More General Strategies
- Specialize your stockpiles! By a wide margin the vast majority of time spent creating goods is spent hauling items from stockpiles. Put non-economic non-ore next to your stone crafters, put ore and flux next to your smelters, have your coal accessible nearby, etc.
- Multi tasking! Don't wait for your miners to finish carving out your dining hall, try to start processes and then move on to queueing up other things at the same time. If you're really maximizing what all dwarves are doing you can have a pretty robust economy by the time your first dwarven caravan shows up in autumn.
- Steel requires smelting iron into bars, then the iron bars + flux + coal into pig iron, then the pig iron + iron + flux + coal into steel. This sounds complicated but it's easy to set up with repeating work orders.
- Iron comes from hematite, limonite, and magnetite, smelt as much as you can find
- Create a stockpile for flux which is chalk, calcite, dolomite, aaaaand limestone and marble?
- Both steps require 1 coal (either charcoal or coke) for carbon regardless of if you are using a magma smelter (a regular smelter will need an additional coal for fuel) If you're on a volcano map you won't have access to Coal or Lignite which both process to 9x fuel. You can embark with bituminous coal for an early start or request them from caravans.
- Each steel job ends up requiring 2 iron bars, 2 flux, and 2 or 4 fuel, to create 2 bars of steel.

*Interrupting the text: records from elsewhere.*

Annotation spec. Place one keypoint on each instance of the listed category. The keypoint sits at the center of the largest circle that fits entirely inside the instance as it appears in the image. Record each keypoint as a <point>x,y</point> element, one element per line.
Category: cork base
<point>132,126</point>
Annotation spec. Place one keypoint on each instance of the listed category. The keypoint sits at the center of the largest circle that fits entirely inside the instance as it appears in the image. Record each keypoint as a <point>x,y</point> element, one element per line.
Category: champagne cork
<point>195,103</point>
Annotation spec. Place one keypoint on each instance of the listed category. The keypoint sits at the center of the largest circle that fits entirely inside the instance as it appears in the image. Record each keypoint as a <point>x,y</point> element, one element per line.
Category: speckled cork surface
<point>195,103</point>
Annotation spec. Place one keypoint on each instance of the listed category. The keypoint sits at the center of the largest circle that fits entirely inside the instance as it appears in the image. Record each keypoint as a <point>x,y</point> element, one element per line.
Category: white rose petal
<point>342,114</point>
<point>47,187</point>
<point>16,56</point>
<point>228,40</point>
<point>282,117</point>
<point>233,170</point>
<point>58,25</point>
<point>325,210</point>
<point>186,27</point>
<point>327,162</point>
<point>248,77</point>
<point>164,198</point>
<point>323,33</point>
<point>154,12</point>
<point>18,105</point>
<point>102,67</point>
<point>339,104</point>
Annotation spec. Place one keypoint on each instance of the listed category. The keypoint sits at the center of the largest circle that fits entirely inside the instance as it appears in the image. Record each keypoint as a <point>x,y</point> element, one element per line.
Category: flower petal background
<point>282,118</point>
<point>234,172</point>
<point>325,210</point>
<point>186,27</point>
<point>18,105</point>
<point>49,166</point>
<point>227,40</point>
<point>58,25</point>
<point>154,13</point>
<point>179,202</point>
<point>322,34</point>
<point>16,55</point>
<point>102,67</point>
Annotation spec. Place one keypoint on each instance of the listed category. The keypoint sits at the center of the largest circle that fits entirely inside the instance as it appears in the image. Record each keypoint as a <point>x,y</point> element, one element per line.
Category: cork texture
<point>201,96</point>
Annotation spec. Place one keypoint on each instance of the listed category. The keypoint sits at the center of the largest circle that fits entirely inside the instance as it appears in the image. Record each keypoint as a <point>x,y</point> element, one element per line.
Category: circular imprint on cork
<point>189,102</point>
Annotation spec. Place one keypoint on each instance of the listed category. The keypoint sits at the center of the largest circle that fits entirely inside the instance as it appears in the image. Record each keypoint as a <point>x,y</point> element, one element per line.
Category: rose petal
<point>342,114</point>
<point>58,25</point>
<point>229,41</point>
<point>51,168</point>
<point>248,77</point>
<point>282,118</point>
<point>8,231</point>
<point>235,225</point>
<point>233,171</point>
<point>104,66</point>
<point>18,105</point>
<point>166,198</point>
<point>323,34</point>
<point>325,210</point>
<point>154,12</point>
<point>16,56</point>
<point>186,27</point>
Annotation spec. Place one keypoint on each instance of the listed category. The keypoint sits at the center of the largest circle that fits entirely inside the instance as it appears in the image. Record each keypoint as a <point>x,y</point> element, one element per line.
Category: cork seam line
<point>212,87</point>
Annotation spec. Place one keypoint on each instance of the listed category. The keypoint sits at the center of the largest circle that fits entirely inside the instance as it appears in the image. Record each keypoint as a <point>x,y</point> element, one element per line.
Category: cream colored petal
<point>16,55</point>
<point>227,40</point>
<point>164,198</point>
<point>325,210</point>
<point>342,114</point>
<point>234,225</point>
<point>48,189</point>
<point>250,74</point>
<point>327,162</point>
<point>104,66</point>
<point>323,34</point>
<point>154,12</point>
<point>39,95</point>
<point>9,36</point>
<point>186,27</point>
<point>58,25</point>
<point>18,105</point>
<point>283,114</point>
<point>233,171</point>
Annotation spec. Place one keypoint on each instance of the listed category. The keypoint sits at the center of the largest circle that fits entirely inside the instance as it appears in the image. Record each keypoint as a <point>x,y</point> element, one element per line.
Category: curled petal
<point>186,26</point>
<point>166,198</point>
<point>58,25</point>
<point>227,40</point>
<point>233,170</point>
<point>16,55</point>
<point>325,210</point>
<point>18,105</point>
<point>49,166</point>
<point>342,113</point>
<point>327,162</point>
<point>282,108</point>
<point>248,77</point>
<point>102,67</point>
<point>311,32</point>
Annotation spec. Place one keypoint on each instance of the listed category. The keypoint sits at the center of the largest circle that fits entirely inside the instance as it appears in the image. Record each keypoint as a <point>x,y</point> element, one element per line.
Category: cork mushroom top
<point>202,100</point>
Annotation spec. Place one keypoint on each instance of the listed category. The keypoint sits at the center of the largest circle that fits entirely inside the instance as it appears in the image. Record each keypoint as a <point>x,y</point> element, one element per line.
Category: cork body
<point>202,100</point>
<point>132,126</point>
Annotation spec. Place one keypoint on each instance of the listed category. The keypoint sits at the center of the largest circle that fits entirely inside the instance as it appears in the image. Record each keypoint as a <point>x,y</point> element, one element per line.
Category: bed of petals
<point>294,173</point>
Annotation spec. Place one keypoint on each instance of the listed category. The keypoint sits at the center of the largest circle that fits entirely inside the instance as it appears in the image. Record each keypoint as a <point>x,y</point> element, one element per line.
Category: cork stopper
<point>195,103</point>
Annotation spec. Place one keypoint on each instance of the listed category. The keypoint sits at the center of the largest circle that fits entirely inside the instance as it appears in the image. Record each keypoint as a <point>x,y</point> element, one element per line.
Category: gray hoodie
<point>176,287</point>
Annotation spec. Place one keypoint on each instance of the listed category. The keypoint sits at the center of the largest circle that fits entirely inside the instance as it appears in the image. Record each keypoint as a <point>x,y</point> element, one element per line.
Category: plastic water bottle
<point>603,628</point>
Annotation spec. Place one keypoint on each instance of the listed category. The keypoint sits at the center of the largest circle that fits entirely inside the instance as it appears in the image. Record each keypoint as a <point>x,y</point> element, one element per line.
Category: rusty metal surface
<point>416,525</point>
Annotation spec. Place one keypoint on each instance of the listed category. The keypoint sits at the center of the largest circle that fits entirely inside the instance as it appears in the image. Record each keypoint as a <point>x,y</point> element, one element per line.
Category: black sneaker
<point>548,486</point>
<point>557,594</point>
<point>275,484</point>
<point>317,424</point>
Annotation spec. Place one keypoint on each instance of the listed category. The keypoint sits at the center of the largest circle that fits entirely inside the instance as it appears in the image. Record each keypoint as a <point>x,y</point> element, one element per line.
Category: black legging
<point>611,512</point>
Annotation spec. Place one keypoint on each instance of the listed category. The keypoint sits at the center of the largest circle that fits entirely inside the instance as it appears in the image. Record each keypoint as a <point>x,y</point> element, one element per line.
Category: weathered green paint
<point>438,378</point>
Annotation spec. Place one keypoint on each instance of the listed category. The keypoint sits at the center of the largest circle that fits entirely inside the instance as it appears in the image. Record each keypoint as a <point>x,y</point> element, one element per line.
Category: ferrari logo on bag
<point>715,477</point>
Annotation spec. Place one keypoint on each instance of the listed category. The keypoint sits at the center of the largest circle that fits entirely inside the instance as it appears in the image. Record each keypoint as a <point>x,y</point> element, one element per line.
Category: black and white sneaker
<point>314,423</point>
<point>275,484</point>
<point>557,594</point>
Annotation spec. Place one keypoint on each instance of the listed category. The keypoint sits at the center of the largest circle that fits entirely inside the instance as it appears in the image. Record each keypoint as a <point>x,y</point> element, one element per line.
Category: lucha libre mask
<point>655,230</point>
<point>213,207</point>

- When creating bedrooms en masse, if you have a bed queued into an enclosed space (even with a queued door) you can designate multiple bedrooms at once. Change Paint to Multi in the designation window and box drag all your queued bedrooms. This will auto create an empty unclaimed bedroom for every enclosed room. Much faster than designating one at a time! This works for tombs too but I don't usually fully enclose every coffin.

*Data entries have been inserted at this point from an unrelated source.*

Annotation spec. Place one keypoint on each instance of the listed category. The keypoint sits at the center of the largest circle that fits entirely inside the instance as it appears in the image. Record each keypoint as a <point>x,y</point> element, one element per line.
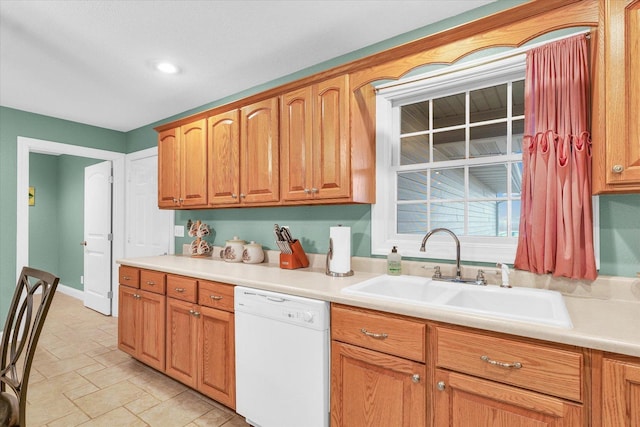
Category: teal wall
<point>44,233</point>
<point>14,123</point>
<point>620,228</point>
<point>56,222</point>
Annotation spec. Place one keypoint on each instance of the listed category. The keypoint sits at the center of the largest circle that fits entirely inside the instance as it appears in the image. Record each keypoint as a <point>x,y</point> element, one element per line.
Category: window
<point>450,155</point>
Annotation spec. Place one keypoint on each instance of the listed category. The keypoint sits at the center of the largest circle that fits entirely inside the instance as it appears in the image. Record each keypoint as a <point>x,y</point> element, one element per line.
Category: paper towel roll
<point>340,261</point>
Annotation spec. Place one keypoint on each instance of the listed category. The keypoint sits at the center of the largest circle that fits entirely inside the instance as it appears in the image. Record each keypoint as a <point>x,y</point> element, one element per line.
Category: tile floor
<point>80,378</point>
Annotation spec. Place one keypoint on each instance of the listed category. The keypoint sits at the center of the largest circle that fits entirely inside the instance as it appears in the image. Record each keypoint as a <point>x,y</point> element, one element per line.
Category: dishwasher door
<point>282,359</point>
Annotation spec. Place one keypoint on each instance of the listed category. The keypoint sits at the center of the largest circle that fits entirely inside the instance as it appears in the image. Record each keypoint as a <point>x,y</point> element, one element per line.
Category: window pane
<point>414,117</point>
<point>448,215</point>
<point>412,219</point>
<point>488,181</point>
<point>447,183</point>
<point>412,186</point>
<point>414,149</point>
<point>517,96</point>
<point>489,140</point>
<point>517,131</point>
<point>484,217</point>
<point>488,103</point>
<point>448,111</point>
<point>449,145</point>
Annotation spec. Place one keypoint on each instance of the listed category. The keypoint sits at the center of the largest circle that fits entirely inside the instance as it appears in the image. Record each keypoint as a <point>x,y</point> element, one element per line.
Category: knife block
<point>296,259</point>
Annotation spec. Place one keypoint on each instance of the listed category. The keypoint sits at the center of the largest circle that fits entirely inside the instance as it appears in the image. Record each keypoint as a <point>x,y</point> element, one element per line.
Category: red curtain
<point>556,226</point>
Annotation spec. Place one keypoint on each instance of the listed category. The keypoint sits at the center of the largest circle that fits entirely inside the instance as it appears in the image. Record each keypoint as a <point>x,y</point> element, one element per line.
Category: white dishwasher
<point>282,359</point>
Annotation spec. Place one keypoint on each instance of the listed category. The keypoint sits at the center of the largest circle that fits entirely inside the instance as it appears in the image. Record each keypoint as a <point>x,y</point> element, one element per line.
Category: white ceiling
<point>90,61</point>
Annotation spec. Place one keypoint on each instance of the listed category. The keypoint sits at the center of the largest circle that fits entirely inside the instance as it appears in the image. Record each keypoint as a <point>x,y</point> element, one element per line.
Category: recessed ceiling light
<point>167,67</point>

- If you create a repeating work order for brewing drinks at your still, be conservative! Dwarves drink 5 drinks per season, 20 per year, and each brew provides 5-25 drinks. When your fort is small you can set up a repeating order for 1 brew per day and be good for a while!
- New trees should start appearing about 3 years in.
- Your dwarves will wear through their clothes within the first 5 years, make sure you have a stockpile of new clothes that you've been building from the start instead of suddenly realizing your have none with 200 dwarves to clothe.
- It's really simple to figure out the total amount of potash needed to fertilize all your farm plots each season. Create some work orders to burn logs to ash, and turn an adequate amount of ash to potash every season (click the clock to change the repeat interval to seasonal). Finally on your farm plots mark the "fertilize every season" checkbox.
- Lastly, don't neglect to set up tombs with empty coffins. You can make them automatically assign as needed. Big thing to watch out for here is sometimes the body is unrecoverable. If this happens you need to build a rock slab, have a stone crafters engrave it with the victims name at the stone crafters workshop, and then place the slab anywhere to memorialize the fallen. If you don't, the fallen may get mad.
Been at this for dinner and two movies and can't think of anything else so we'll call it there! I hope this helps new to medium players! Let me know if any of it helped and if there's any favorite tips of your own!